I'm Afraid I Might Be a Runner

10k
I have something new going on, something I've almost purposefully been avoiding mentioning here for fear of jinxing it.  Since the middle of June, Sweet Husband and I have been running.  About five mornings a week, about three miles a morning, with child and dog in tow.

It started because I felt bad for Sweet Husband.  Pre-the-Kid, he had been running regularly, and he enjoyed it.  But our schedule got so catawampus once the Kiddo was born, that it became almost impossible for him to schedule times with his regular running buddy.  He tried getting up and going by himself, but it was hard without the accountability.  

"I would be happy to go with you," I told him and myself, "But with the Kid not sleeping all night, I need every extra minute of sleep in the morning.  And our evenings are full with getting dinner on the table and getting the Kid to bed at a decent hour.  There's just not time."  But then the sleeping thing sort of worked itself out such that mornings wouldn't be a problem.  The only excuse I had left was the only one that had ever really mattered:  I'm just wasn't a runner.

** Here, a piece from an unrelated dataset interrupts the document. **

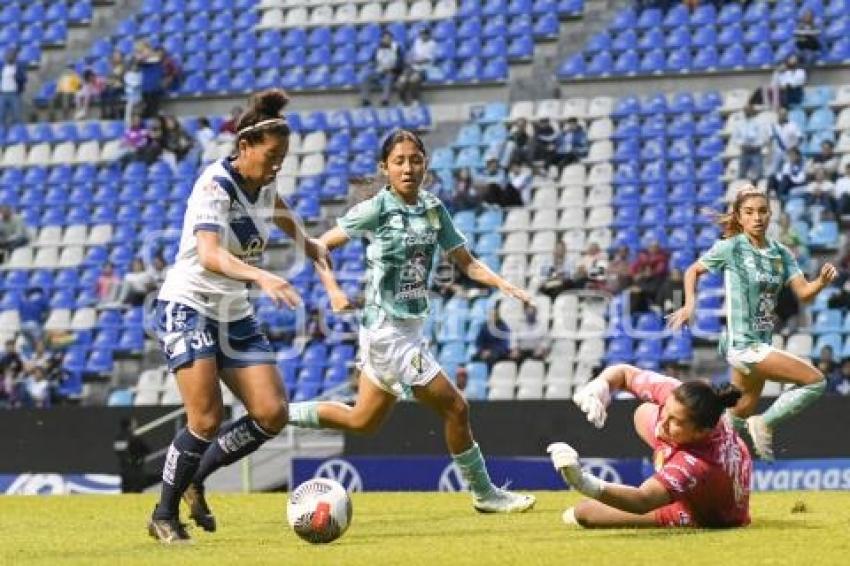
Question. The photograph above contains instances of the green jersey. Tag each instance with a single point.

No, really.  People who get up and run every morning are intense.  They're competitive and athletic.  I can't walk and chew gum at the same time without falling down, and I was always the last person picked for kickball teams.  I just wasn't a runner.

But what I am--or at least what I try to be--is a good wife.  One who helps support her husband in doing the things he loves.  For the first few weeks, that was the only reason I was putting on my shoes every morning, but it was enough.

Since then, it's started to take on a life of it's own.  I've had some job and family stress this summer--the kind you can do nothing about except worry--but, illogical as it is, running has felt like doing something.  Beyond the mental stuff, I just feel better on the days we get up and run.

When we started out, the goal was to run a half-marathon this fall.  I was nervous about running that distance for a first race, so this weekend we did a 10K for practice.  That's us at the finish in the picture above.  

I'll start by saying that we came in dead last.  I'm not even exaggerating a little bit, the race volunteers were literally waiting for us so that they could go home.  We finished in one hour and twenty-eight minutes, but we finished.  It's the longest distance I've ever run in my life, but I didn't have to stop and walk once.  

And all of a sudden, I'm planning the next year.  The half in October with Sweet Husband, a 15K with my co-workers in November, perhaps a short-course triathlon next summer--there are so many possibilities.  I know that the mental block was of my own making, but now that it's gone, it's amazing what I know that I can do.